Was it possible that Zan might have been under scrutiny when she chose the dress she was wearing the day Matthew disappeared? And was it possible that she was still under scrutiny from an unknown observer?
With that in mind, he went back to the living room. “Zan, have you got a stepladder?” he asked. “I need to take a look around this place.”
“Yes, I have one.”
Kevin followed her to the hall closet, then reached past her and took the ladder from her hands. She followed him into the bedroom as he stood on it and slowly, carefully, began to examine and run his finger over the crown molding on the bedroom walls.
Directly opposite her bed, and over the dresser, he found what he was looking for, the tiny eye of a camera.
76
The Post and the Times were delivered to the Aldrich town house every morning. Maria Garcia put them in the pocket on the side of the breakfast tray for Nina Aldrich, who enjoyed breakfast in bed. But before Maria brought up the tray, she looked at the h
eadline with Zan Moreland’s cry, “i AM NOT THE WOMAN IN THOSE PHOTOS,” splattered across the front page.

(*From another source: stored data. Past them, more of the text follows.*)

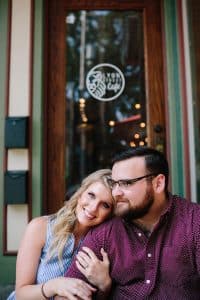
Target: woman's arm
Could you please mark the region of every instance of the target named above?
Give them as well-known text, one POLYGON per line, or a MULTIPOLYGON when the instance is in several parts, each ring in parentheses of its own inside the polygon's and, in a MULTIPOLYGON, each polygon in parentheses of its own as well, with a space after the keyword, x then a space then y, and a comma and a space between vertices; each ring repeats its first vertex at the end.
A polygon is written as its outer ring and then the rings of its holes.
POLYGON ((16 264, 17 299, 43 299, 41 285, 36 285, 36 272, 46 239, 47 218, 33 219, 22 238, 16 264))
POLYGON ((20 300, 41 300, 56 294, 75 299, 91 299, 94 288, 82 280, 58 277, 42 284, 35 284, 42 248, 46 240, 47 218, 33 219, 27 226, 20 244, 16 265, 16 298, 20 300), (43 288, 43 291, 42 291, 43 288))

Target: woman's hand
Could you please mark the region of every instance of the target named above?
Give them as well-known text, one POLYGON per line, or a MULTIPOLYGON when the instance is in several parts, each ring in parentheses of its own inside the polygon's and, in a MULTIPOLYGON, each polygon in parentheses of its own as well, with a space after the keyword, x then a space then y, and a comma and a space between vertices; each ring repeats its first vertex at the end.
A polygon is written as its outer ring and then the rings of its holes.
POLYGON ((100 291, 106 292, 112 285, 109 274, 110 262, 103 248, 101 254, 103 260, 99 260, 91 249, 83 247, 76 256, 76 266, 91 284, 98 287, 100 291))
MULTIPOLYGON (((91 300, 92 293, 96 291, 95 288, 81 279, 66 277, 49 280, 45 283, 44 288, 47 296, 54 294, 68 300, 91 300)), ((62 298, 57 297, 57 299, 62 298)))

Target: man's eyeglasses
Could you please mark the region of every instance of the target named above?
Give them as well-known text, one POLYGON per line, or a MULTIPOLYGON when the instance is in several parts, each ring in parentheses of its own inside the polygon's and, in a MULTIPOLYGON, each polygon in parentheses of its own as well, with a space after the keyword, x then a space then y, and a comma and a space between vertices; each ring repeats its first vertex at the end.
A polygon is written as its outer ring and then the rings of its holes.
POLYGON ((107 178, 107 182, 108 182, 108 185, 110 186, 111 189, 114 189, 117 184, 120 188, 128 188, 130 187, 131 185, 133 185, 134 183, 136 183, 137 181, 140 181, 144 178, 148 178, 148 177, 153 177, 153 176, 157 176, 158 174, 147 174, 147 175, 144 175, 144 176, 141 176, 141 177, 137 177, 137 178, 133 178, 133 179, 120 179, 120 180, 113 180, 112 178, 107 178))

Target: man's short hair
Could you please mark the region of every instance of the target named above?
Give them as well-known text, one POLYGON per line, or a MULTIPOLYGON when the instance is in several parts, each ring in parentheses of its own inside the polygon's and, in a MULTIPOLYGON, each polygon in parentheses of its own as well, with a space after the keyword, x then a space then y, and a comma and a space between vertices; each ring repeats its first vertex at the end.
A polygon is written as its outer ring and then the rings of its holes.
POLYGON ((164 154, 150 147, 128 148, 114 156, 112 165, 133 157, 144 157, 146 170, 153 174, 163 174, 165 176, 165 191, 167 192, 169 166, 164 154))

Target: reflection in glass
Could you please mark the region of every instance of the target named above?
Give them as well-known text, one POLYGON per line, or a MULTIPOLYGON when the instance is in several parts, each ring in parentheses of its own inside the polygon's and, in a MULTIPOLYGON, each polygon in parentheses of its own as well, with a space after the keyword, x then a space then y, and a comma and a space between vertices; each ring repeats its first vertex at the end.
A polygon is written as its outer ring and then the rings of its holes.
POLYGON ((66 17, 66 184, 69 193, 88 173, 110 165, 112 155, 127 146, 148 143, 144 86, 143 20, 140 11, 71 11, 66 17), (117 94, 124 77, 125 87, 117 94), (99 83, 99 85, 98 85, 99 83), (108 91, 108 84, 112 90, 108 91), (106 90, 107 89, 107 90, 106 90))

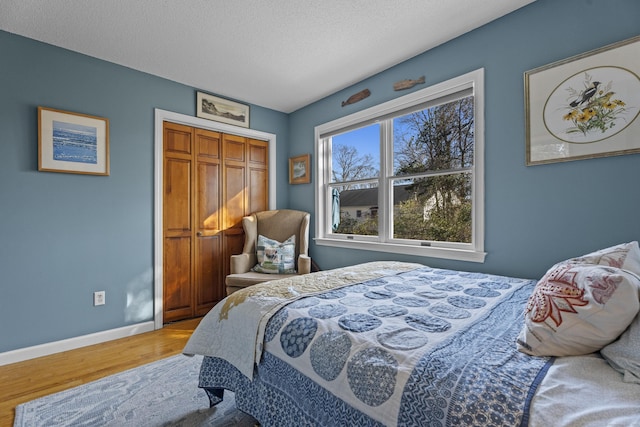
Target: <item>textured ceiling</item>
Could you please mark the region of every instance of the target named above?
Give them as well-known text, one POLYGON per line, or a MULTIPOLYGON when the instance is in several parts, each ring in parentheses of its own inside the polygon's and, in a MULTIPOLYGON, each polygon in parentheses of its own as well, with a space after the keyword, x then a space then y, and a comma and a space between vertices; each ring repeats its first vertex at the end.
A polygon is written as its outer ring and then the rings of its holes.
POLYGON ((0 0, 0 29, 288 113, 533 1, 0 0))

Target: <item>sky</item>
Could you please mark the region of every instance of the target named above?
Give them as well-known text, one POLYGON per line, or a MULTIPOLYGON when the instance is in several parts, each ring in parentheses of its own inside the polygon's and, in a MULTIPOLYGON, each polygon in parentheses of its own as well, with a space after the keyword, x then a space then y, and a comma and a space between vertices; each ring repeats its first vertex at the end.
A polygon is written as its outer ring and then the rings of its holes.
MULTIPOLYGON (((406 127, 406 125, 403 125, 401 120, 394 120, 393 126, 395 133, 402 134, 408 131, 407 129, 402 129, 402 127, 406 127)), ((369 154, 376 163, 374 167, 380 169, 380 125, 378 123, 373 123, 340 135, 334 135, 332 141, 334 146, 341 144, 355 147, 360 157, 369 154)))

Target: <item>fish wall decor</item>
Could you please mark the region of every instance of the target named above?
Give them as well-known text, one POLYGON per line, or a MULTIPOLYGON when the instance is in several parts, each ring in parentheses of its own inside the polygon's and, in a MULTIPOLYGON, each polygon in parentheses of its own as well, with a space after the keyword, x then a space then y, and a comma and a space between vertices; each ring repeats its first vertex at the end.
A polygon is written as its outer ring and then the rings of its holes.
POLYGON ((344 107, 345 105, 355 104, 356 102, 367 98, 369 95, 371 95, 371 91, 369 89, 361 90, 360 92, 351 95, 346 101, 342 101, 342 106, 344 107))
POLYGON ((411 89, 415 85, 419 85, 419 84, 424 84, 424 76, 415 80, 406 79, 406 80, 400 80, 399 82, 395 82, 393 84, 393 90, 411 89))

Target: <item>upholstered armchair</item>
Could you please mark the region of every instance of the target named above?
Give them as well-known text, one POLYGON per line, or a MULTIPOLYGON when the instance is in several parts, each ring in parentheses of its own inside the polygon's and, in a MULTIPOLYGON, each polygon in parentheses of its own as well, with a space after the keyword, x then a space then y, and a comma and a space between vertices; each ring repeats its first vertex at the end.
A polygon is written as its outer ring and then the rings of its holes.
MULTIPOLYGON (((280 209, 256 212, 242 218, 245 241, 242 253, 231 256, 231 274, 225 279, 227 295, 257 283, 269 280, 282 279, 296 274, 307 274, 311 272, 311 258, 309 252, 309 218, 308 212, 280 209), (262 236, 260 238, 260 236, 262 236), (291 236, 295 236, 291 239, 291 236), (261 243, 275 241, 275 243, 291 244, 295 240, 295 249, 289 252, 292 255, 292 264, 283 268, 281 264, 273 267, 274 264, 261 268, 258 257, 264 262, 272 252, 265 249, 261 243), (258 267, 256 267, 258 265, 258 267), (254 271, 258 270, 258 271, 254 271), (269 273, 260 271, 271 271, 269 273)), ((278 245, 275 245, 276 247, 278 245)), ((291 250, 291 247, 288 247, 291 250)), ((275 249, 272 249, 275 251, 275 249)), ((280 255, 276 255, 279 257, 280 255)), ((278 265, 278 264, 275 264, 278 265)))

Mrs. Aldrich lied to the police, Maria thought, and I know why. Mr. Aldrich was away and Bartley Longe dropped in on her. And stayed. And stayed a long time. She knew she was keeping that young woman waiting and she didn’t care. And then she lied bald-faced to those detectives. It was easier than to try to make an excuse for keeping Ms. Moreland waiting so long.
She brought up the tray and Nina Aldrich, propped up on pillows, grabbed the Post and saw the front page. “Oh, they did arrest her?” she said. “Walter will be furious if I’m dragged in to testify. But I’ll simply repeat what I told the detectives, and that will be that.”

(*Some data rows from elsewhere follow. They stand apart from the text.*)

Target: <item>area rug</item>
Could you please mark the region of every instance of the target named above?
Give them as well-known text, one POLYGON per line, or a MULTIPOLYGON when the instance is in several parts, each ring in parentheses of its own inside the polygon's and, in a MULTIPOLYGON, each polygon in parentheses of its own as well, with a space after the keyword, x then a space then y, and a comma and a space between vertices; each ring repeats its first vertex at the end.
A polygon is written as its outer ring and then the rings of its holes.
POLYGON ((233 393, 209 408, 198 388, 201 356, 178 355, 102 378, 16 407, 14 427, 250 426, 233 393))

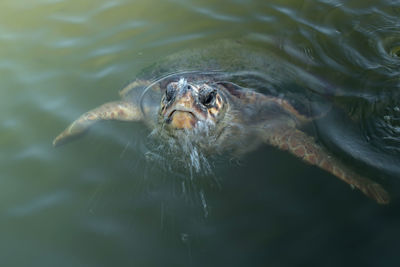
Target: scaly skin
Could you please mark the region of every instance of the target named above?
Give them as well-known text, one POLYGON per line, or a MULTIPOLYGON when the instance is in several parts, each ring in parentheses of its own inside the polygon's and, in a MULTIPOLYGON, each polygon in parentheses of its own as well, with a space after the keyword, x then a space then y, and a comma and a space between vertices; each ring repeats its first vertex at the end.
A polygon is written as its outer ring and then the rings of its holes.
POLYGON ((390 202, 389 194, 381 185, 370 179, 361 177, 331 157, 314 138, 296 128, 285 127, 268 134, 266 142, 282 150, 286 150, 305 162, 320 167, 335 175, 344 182, 361 190, 379 204, 390 202))
POLYGON ((90 126, 101 120, 139 121, 140 109, 131 102, 115 101, 90 110, 71 123, 53 141, 53 146, 61 145, 86 132, 90 126))
POLYGON ((143 114, 138 106, 138 102, 134 101, 129 94, 136 93, 133 97, 139 98, 142 90, 150 85, 147 80, 134 80, 127 84, 119 92, 123 99, 122 101, 114 101, 105 103, 93 110, 81 115, 78 119, 72 122, 62 133, 54 140, 53 146, 62 145, 72 139, 84 134, 93 124, 102 120, 119 120, 119 121, 140 121, 143 119, 143 114))

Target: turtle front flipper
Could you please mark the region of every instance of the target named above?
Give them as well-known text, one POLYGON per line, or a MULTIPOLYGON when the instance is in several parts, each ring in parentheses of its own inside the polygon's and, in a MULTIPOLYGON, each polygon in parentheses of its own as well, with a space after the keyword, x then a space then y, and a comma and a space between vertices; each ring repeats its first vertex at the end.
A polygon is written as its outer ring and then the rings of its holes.
POLYGON ((390 202, 389 194, 376 182, 357 175, 341 162, 334 159, 328 152, 319 146, 314 138, 296 128, 285 127, 268 134, 266 142, 303 159, 305 162, 316 165, 344 182, 358 188, 368 197, 379 204, 390 202))
POLYGON ((139 121, 142 119, 140 108, 126 101, 105 103, 92 109, 71 123, 53 141, 59 146, 86 132, 94 123, 102 120, 139 121))

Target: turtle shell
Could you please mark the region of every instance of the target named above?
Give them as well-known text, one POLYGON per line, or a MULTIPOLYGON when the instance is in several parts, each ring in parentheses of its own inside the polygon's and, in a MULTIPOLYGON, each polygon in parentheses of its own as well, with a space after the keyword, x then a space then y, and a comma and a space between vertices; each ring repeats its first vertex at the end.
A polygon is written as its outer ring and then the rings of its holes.
MULTIPOLYGON (((204 47, 171 54, 144 68, 121 93, 124 99, 139 101, 149 121, 155 121, 166 84, 180 78, 226 82, 240 88, 287 99, 296 110, 310 114, 306 87, 299 85, 298 73, 289 63, 244 41, 219 40, 204 47)), ((300 83, 301 84, 301 83, 300 83)), ((234 97, 240 90, 229 90, 234 97)))

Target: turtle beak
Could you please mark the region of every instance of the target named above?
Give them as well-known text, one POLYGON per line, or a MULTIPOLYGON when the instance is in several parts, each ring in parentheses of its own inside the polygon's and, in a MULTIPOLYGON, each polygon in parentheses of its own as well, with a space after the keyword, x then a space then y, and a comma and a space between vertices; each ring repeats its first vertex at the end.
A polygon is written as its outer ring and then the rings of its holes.
POLYGON ((175 129, 192 129, 197 119, 191 111, 173 110, 166 122, 175 129))
POLYGON ((192 129, 197 122, 194 108, 193 94, 186 89, 181 92, 166 114, 166 122, 175 129, 192 129))
POLYGON ((180 82, 175 102, 165 112, 165 122, 174 129, 192 129, 198 121, 195 101, 193 89, 180 82))

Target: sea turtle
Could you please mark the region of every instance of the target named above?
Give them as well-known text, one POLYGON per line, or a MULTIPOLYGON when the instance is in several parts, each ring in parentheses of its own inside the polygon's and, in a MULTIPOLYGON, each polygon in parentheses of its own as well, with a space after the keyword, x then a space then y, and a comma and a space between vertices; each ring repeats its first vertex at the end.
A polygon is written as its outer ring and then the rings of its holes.
POLYGON ((121 91, 122 100, 80 116, 53 145, 101 120, 142 121, 162 142, 190 145, 190 157, 241 155, 269 144, 330 172, 380 204, 389 203, 381 185, 354 173, 302 130, 312 117, 276 92, 281 81, 293 77, 292 71, 237 41, 174 54, 139 74, 121 91))

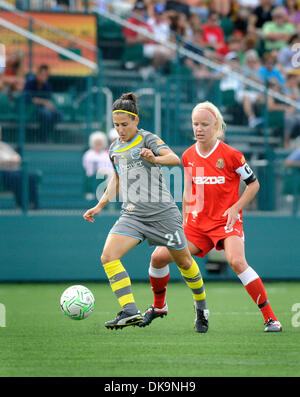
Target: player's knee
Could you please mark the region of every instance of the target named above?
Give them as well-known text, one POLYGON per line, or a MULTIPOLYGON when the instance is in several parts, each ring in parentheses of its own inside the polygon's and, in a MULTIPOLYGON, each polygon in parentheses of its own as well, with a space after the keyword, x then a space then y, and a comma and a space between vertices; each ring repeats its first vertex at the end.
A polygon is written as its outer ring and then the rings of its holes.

Maria Garcia left the bedroom without answering. But by noon, she could stand it no longer. She had the card Detective Collins had given her and, being careful to see that Mrs. Aldrich was not on her way down in the elevator, dialed his number.
In the precinct, Billy Collins was waiting for Bartley Longe who, in a rage, had accepted Detective David Feldman’s invitation to come in to the Central Park Precinct. Billy picked up the phone. He heard a tremulous voice say, “Detective Collins, I’m Maria Garcia. I’m afraid to call you because I don’t have my green card yet.”
Maria Garcia, the Aldrich housekeeper, Billy thought. What now? His voice soothing and reassuring, he said, “Mrs. Garcia, I didn’t hear you tell me that. Is there something else that you want to say?”
“Yes.” Maria took a long breath, then nervously burst out, “Detective Collins, I swear on my mother’s grave that Ms. Moreland was told by Mrs. Aldrich to meet her here at the town house that day almost two years ago. I heard her and I know why she’s lying about it. Bartley Longe, the designer, had stopped in to see Mrs. Aldrich on Beekman Place. They were having an affair. She let poor Ms. Moreland do all the work to get the job and gave it to him instead when he started flattering her. But that day, she was leaving to meet Ms. Moreland here on Sixty-ninth Street when Mr. Longe arrived. She knew perfectly well that Ms. Moreland was waiting for her, and that she’d sit there waiting until Mrs. Aldrich decided to show up.”